ÖVP und FPÖ erhöhen die Mieten in 725 Grazer Gemeindewohnungen um 5,2 Prozent! "Damit beginnt die schwarzblaue Rathauskoalition, den Plan der gleichfarbigen Bundesregierung, das Wohnen teurer zu machen, umzusetzen", kritisiert KPÖ-Stadträtin Elke Kahr.

Mit März dieses Jahres werden österreichweit die Mieten in Wohnungen, für die der Kategoriemietzins gilt, um ca. 5,2 Prozent steigen. KPÖ-Klubobmann Manfred Eber forderte heute im Wohnungsausschuss der Stadt Graz, zumindest in den 725 davon betroffenen Grazer Gemeindewohnungen auf die Erhöhung zu verzichten. Das wurde mit den Stimmen von ÖVP und FPÖ abgelehnt. Die ebenso zynische wie falsche Begründung: Man müsste sonst beim nächsten Mal die Mieten um 10 Prozent erhöhen! "Aber kein Vermieter wird gezwungen, die Mieten zu erhöhen, nur weil es gesetzlich möglich ist", so Kahr.

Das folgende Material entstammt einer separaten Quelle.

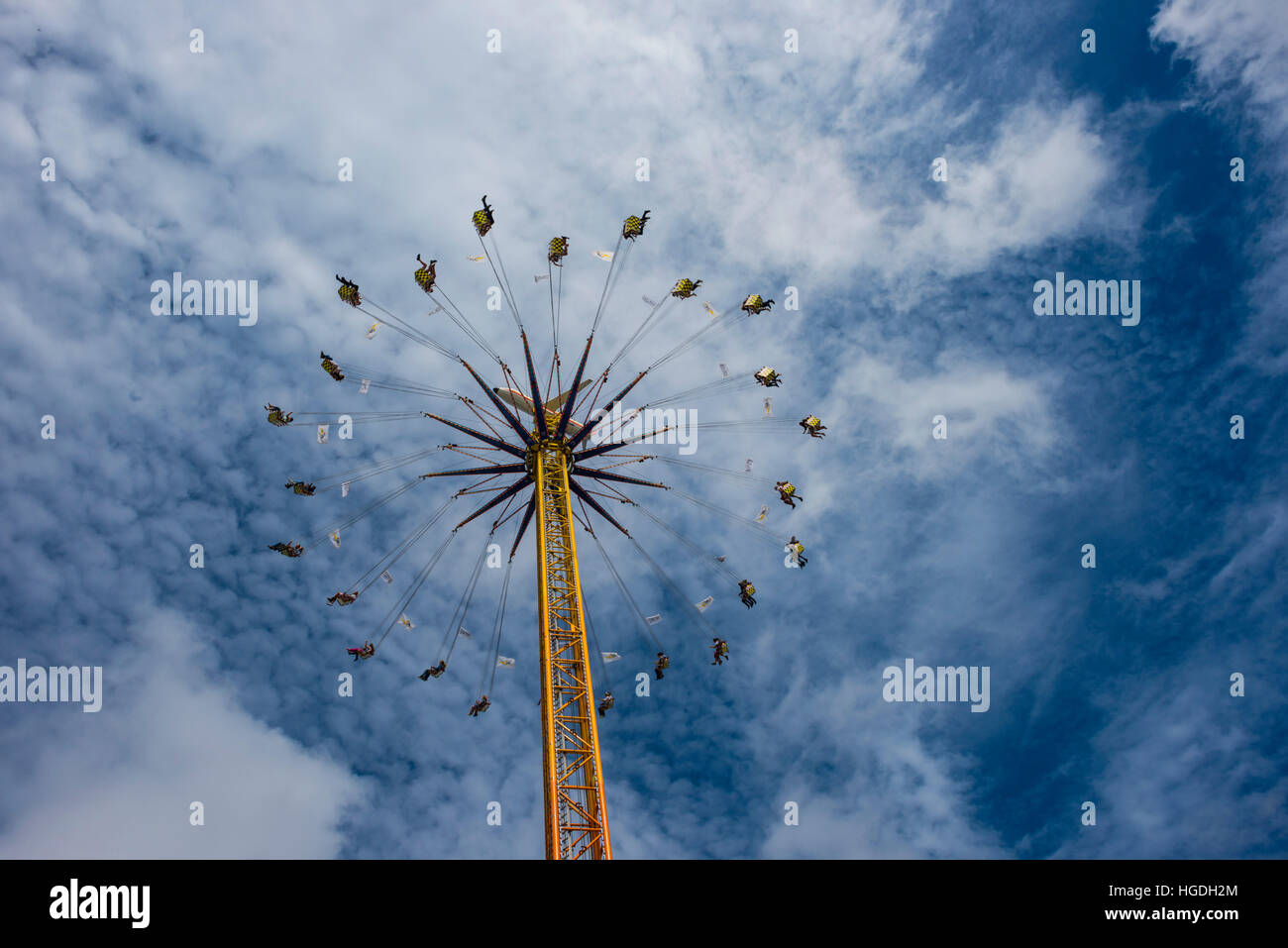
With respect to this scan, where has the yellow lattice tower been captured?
[533,439,612,859]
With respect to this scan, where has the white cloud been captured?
[0,609,364,859]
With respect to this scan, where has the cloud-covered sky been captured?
[0,0,1288,858]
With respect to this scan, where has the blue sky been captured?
[0,0,1288,858]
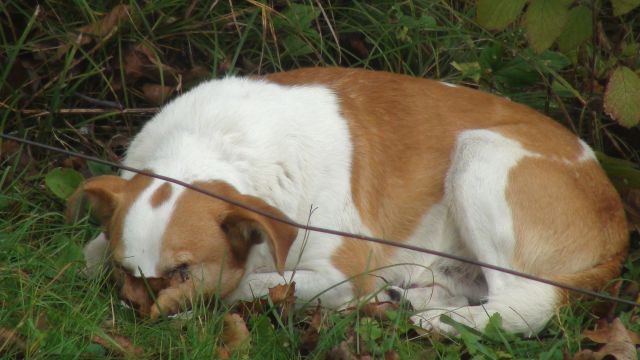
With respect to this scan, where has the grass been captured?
[0,0,640,359]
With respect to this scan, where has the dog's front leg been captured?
[225,269,353,308]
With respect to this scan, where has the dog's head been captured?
[68,175,297,317]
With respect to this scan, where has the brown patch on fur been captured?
[149,183,171,208]
[266,68,582,296]
[506,158,628,296]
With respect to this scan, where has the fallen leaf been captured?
[222,314,250,351]
[0,327,27,354]
[582,318,640,345]
[124,42,179,85]
[142,84,174,105]
[91,332,144,356]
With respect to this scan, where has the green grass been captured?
[0,0,640,359]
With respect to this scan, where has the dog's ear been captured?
[220,195,298,274]
[66,175,127,226]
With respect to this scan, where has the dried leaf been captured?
[142,84,174,105]
[79,4,129,38]
[0,327,27,352]
[91,332,144,356]
[222,314,250,351]
[558,5,593,54]
[325,341,356,360]
[524,0,569,53]
[582,318,640,345]
[604,66,640,127]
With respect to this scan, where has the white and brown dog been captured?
[72,68,628,334]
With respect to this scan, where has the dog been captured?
[70,68,628,335]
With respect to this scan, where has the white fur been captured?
[117,78,369,302]
[84,78,564,332]
[122,179,184,277]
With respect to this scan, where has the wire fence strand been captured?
[0,133,640,306]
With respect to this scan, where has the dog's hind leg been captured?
[83,233,109,278]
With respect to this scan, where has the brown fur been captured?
[150,183,171,208]
[74,175,297,318]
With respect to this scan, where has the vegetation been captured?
[0,0,640,359]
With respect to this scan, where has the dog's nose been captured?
[120,274,169,316]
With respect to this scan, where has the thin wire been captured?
[0,133,640,306]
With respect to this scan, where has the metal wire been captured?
[0,133,640,306]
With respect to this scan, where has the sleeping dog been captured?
[71,68,628,334]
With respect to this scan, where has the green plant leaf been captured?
[476,0,527,30]
[611,0,640,16]
[558,5,593,54]
[524,0,569,52]
[604,66,640,127]
[44,168,84,200]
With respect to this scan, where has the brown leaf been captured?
[54,4,129,59]
[582,318,640,345]
[91,332,144,356]
[142,84,174,105]
[78,4,129,38]
[0,327,27,353]
[222,313,250,351]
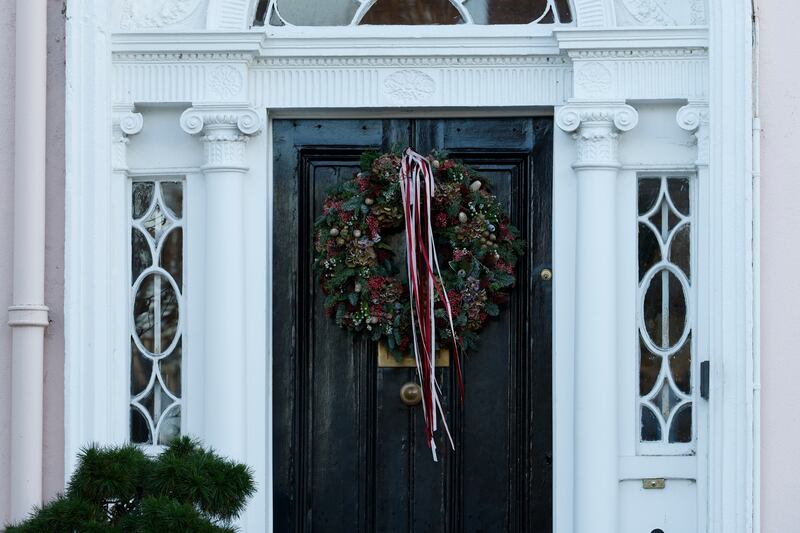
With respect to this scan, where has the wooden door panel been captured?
[273,118,552,532]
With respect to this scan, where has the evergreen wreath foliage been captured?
[5,437,255,533]
[314,151,525,358]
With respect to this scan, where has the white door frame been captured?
[65,0,758,533]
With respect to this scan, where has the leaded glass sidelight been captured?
[638,176,693,444]
[254,0,572,26]
[130,180,184,446]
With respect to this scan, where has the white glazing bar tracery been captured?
[130,178,184,446]
[638,176,695,453]
[254,0,572,26]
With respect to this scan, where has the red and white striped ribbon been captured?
[400,148,464,461]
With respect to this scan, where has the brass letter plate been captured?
[378,342,450,368]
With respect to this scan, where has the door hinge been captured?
[700,361,711,401]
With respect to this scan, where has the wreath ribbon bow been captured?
[400,148,464,461]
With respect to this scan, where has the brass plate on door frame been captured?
[378,342,450,368]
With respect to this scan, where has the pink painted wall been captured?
[0,0,66,527]
[759,0,800,533]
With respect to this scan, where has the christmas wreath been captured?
[314,151,525,358]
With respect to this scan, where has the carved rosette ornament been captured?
[556,104,639,168]
[676,102,711,166]
[181,106,261,172]
[111,104,144,171]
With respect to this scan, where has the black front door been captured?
[272,118,553,533]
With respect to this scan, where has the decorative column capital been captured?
[675,102,711,166]
[556,102,639,168]
[181,106,262,172]
[111,104,144,171]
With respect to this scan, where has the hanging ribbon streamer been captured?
[400,148,464,461]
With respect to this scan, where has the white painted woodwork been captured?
[556,102,638,533]
[8,0,48,520]
[181,106,261,461]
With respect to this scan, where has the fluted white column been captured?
[181,106,261,460]
[556,102,638,533]
[8,0,48,519]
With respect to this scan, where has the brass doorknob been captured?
[400,382,422,407]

In den Grazer Gemeindebauten trifft das alle, die ihren Mietvertrag vor 1994 unterschrieben haben.

Die Wohnungsmieten steigen um ein Vielfaches der Einkommen. "Es darf sich niemand wundern, dass deshalb immer mehr Menschen in die Armutsfalle tappen und Existenzängste haben. Gemeindewohnungen sind keine Luxusobjekte. In ihnen wohnen Menschen, die nicht zu den Besserverdienenden gehören. "Wenigstens hier hätte man in Graz mit gutem Beispiel vorangehen und die Mieten einfrieren können", sagt Eber.